If true, it certainly casts a new light on the nature of protest in the year 2011.
Clearly there is something somehow not quite right about a protest that gives the appearance of 24 hour dedication, but which in reality finds only 20 of the 200 tents actually occupied at 3.00 am. The whole issue somehow feels a little less urgent, a little less committed, than it seemed to boast.
But I’m more intrigued by the position of the church in the matter. The once permissive Dean and Chapter claim it is costing them tens of thousand of pounds a week to keep the place shut for “health and safety” reasons.
Attending a remote village church last Sunday, I heard the presiding cleric expressing her dismay at the attitude of the St Paul’s authorities in shutting the cathedral doors against the protest. She conjured the commandment “Love thy Neighbour”. Indeed the Dean’s initial reaction was to do just that and to tolerate the protest on his forecourt. Later, other counsels prevailed and he had the doors locked.
It begs the question: which neighbour to love? Should it be the banker, the financier, the hedge fundista, down the road in the Square Mile, or the neighbour on your forecourt ?

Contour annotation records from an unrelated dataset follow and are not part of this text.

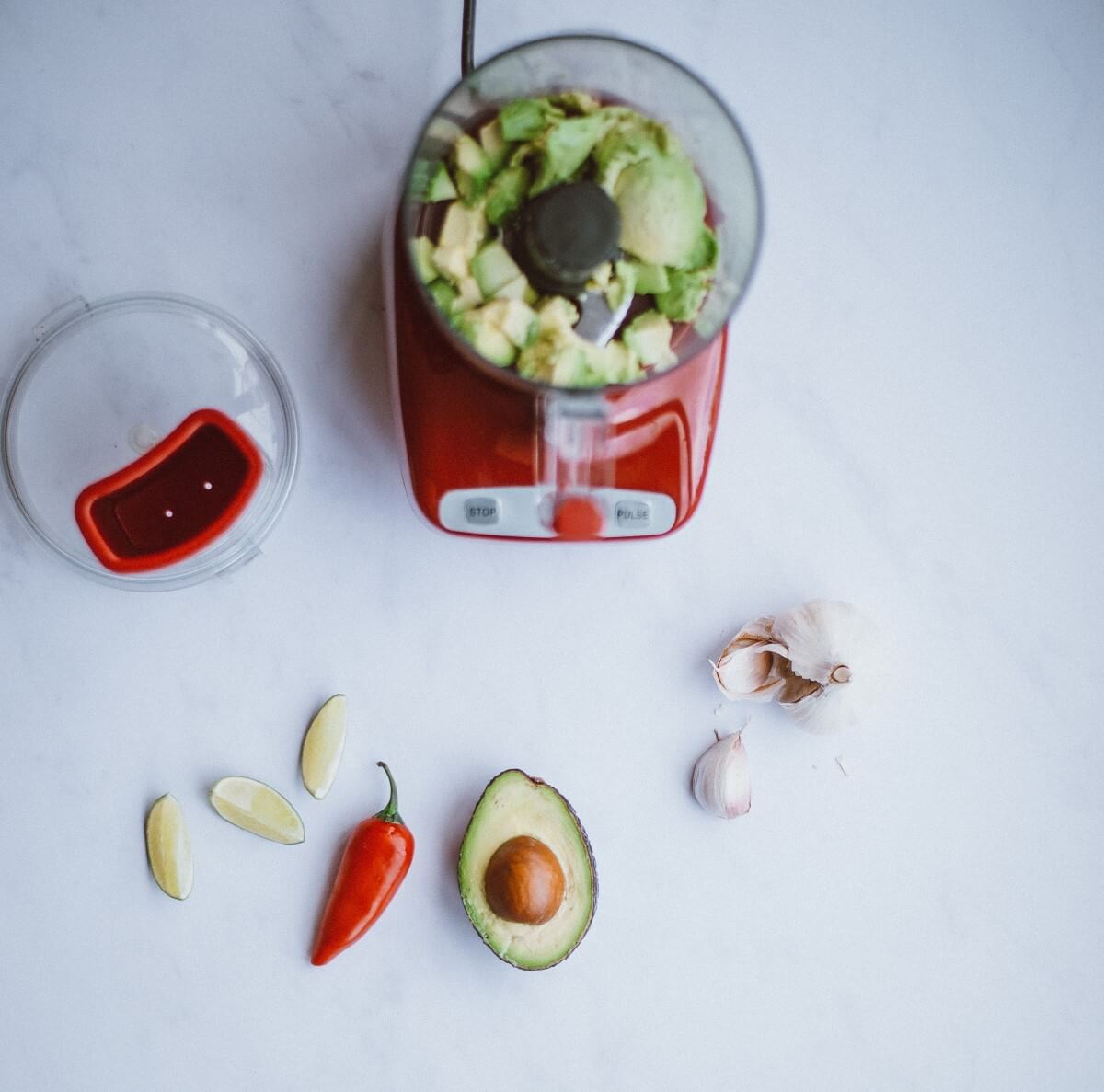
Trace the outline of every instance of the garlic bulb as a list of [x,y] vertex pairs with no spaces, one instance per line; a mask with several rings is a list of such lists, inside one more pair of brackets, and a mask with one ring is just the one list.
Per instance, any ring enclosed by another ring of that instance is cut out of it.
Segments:
[[713,678],[725,698],[769,701],[782,687],[778,656],[786,649],[775,640],[772,624],[772,618],[749,622],[713,665]]
[[878,627],[850,603],[817,601],[778,615],[774,633],[786,647],[782,708],[817,733],[859,720],[885,675]]
[[884,675],[878,627],[850,603],[822,600],[750,622],[713,665],[726,698],[774,699],[817,733],[854,723]]
[[743,729],[732,735],[714,734],[716,742],[694,763],[690,788],[711,815],[732,819],[752,806],[747,750]]

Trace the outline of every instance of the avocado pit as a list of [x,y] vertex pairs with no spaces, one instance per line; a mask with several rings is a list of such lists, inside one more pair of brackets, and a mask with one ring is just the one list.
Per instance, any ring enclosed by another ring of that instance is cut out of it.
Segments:
[[490,909],[506,921],[543,925],[563,903],[563,868],[555,854],[529,835],[503,841],[484,874]]

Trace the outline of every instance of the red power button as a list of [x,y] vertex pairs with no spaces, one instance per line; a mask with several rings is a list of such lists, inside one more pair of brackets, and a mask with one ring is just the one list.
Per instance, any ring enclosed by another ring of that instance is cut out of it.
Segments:
[[602,531],[602,509],[587,497],[564,497],[555,508],[552,529],[561,539],[596,539]]

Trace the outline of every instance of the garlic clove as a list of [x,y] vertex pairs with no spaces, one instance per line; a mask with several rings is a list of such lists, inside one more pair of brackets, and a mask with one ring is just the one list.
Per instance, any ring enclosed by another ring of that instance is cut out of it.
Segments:
[[769,701],[782,686],[778,657],[786,655],[772,630],[773,619],[749,622],[713,665],[713,679],[731,701]]
[[817,600],[795,607],[775,618],[774,634],[794,674],[821,686],[850,681],[881,651],[878,627],[850,603]]
[[711,815],[732,819],[747,814],[752,786],[743,729],[732,735],[718,735],[716,742],[694,763],[690,789]]
[[809,732],[858,721],[885,676],[878,627],[850,603],[816,601],[778,615],[774,633],[788,650],[778,703]]

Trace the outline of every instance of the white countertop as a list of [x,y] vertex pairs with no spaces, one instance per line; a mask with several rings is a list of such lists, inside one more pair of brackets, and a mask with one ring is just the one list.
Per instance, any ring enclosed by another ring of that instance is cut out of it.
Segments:
[[[434,534],[400,477],[376,240],[459,8],[0,8],[4,377],[70,297],[163,289],[256,330],[302,426],[263,556],[199,587],[99,586],[0,507],[0,1086],[1101,1086],[1104,12],[481,0],[477,59],[592,29],[689,63],[765,182],[699,512],[572,548]],[[753,709],[754,806],[712,819],[707,657],[816,596],[880,621],[894,686],[827,740]],[[316,803],[297,749],[335,690]],[[381,757],[414,868],[316,969]],[[455,881],[512,765],[598,861],[591,934],[534,975]],[[225,825],[227,773],[306,844]],[[144,857],[163,792],[185,903]]]

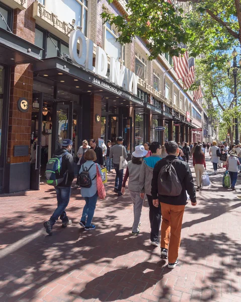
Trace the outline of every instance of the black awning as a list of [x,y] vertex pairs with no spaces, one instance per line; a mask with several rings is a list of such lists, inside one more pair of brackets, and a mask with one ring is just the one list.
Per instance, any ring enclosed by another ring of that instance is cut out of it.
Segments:
[[0,62],[8,65],[40,61],[42,48],[0,28]]
[[[61,83],[64,83],[73,88],[78,88],[81,92],[93,92],[104,95],[106,99],[112,96],[130,102],[135,106],[142,107],[142,100],[125,91],[122,88],[103,80],[82,67],[56,57],[44,59],[34,64],[34,71],[38,76]],[[74,81],[79,81],[73,82]],[[77,86],[75,85],[77,84]]]

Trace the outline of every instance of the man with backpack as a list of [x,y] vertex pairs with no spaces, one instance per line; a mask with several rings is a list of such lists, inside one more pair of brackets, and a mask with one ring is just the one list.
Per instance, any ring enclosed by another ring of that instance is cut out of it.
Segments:
[[189,165],[177,158],[180,152],[178,144],[169,141],[166,149],[168,156],[154,168],[151,192],[153,205],[157,207],[161,204],[160,257],[167,259],[168,252],[168,267],[172,269],[179,263],[182,223],[187,200],[186,191],[192,205],[195,206],[197,202]]
[[96,144],[96,140],[93,138],[90,139],[90,145],[91,146],[91,149],[93,149],[96,154],[97,160],[95,161],[95,163],[99,164],[102,169],[104,166],[103,151],[102,148]]
[[55,188],[57,195],[57,207],[49,220],[44,223],[46,233],[50,236],[52,235],[53,226],[59,216],[62,220],[62,228],[66,228],[72,223],[72,220],[68,219],[65,210],[69,202],[71,185],[74,178],[73,159],[70,153],[72,145],[73,142],[70,139],[66,139],[63,140],[62,148],[54,152],[53,157],[47,165],[46,175],[47,183],[49,184],[51,184],[50,183],[51,181],[48,180],[51,178],[49,177],[48,173],[55,176],[57,175],[57,172],[51,171],[49,167],[55,167],[56,162],[58,162],[59,165],[59,173],[57,174],[58,177],[56,177],[56,179],[54,180],[57,184]]

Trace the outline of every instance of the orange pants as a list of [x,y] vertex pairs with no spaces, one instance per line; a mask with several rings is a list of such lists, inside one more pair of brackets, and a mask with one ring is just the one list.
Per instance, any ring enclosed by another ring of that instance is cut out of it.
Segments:
[[168,261],[174,263],[178,257],[185,205],[161,202],[163,221],[160,228],[160,247],[168,249]]

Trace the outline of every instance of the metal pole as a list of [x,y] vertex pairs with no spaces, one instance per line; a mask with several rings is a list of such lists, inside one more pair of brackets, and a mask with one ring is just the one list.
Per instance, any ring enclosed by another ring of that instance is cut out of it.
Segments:
[[[232,74],[233,75],[233,79],[234,82],[234,103],[236,106],[236,110],[237,110],[237,58],[235,56],[233,58],[233,64],[232,69]],[[239,142],[238,139],[238,128],[237,125],[237,116],[236,116],[234,118],[234,124],[235,124],[235,144],[237,145]]]

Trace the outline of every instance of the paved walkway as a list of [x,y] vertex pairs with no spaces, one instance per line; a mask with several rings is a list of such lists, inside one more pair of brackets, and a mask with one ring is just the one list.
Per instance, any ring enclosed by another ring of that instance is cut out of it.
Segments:
[[236,192],[223,189],[222,171],[210,175],[198,205],[186,206],[180,265],[173,270],[150,245],[146,202],[141,233],[130,236],[132,203],[128,190],[121,197],[113,192],[114,175],[97,204],[97,229],[89,232],[78,224],[84,201],[78,189],[67,209],[72,224],[62,229],[57,221],[52,237],[43,222],[56,206],[53,189],[2,196],[0,301],[240,302],[241,178]]

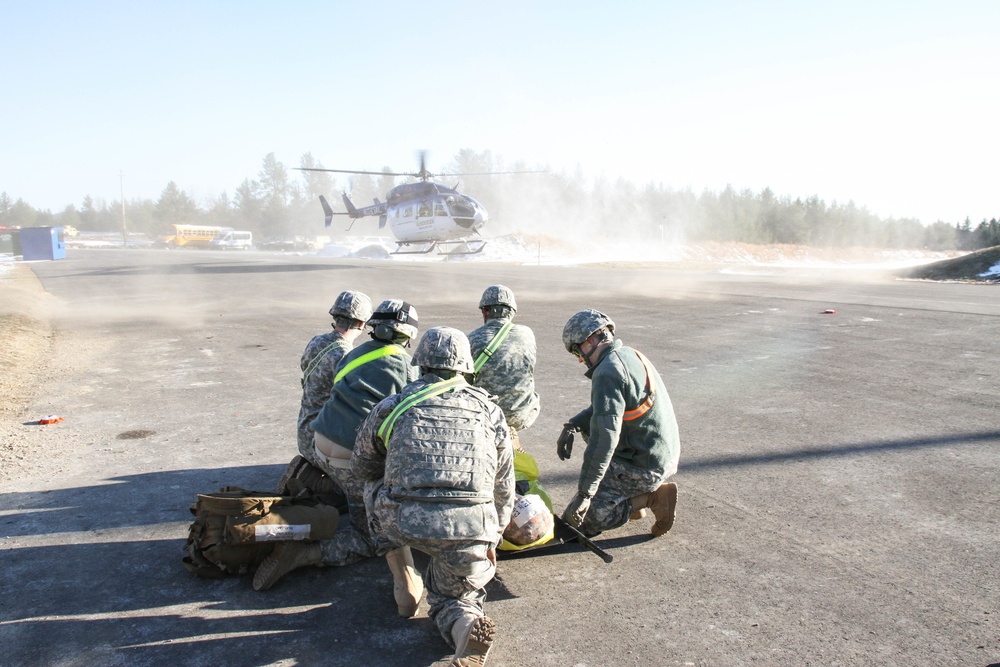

Christ, we are told, “cast out the money changers”. Have the Dean and his Chapter chosen the “money changer”, over the “common protester”?
On the other hand, when I “sat in” with hundreds of others, in a student protest in 1970, we never left, even for a shower, for six long and increasingly odour strewn weeks.
Now that it seems the protesters are not quite what they seem, is a blur developing with the bankers who claimed to be “doing God’s work?”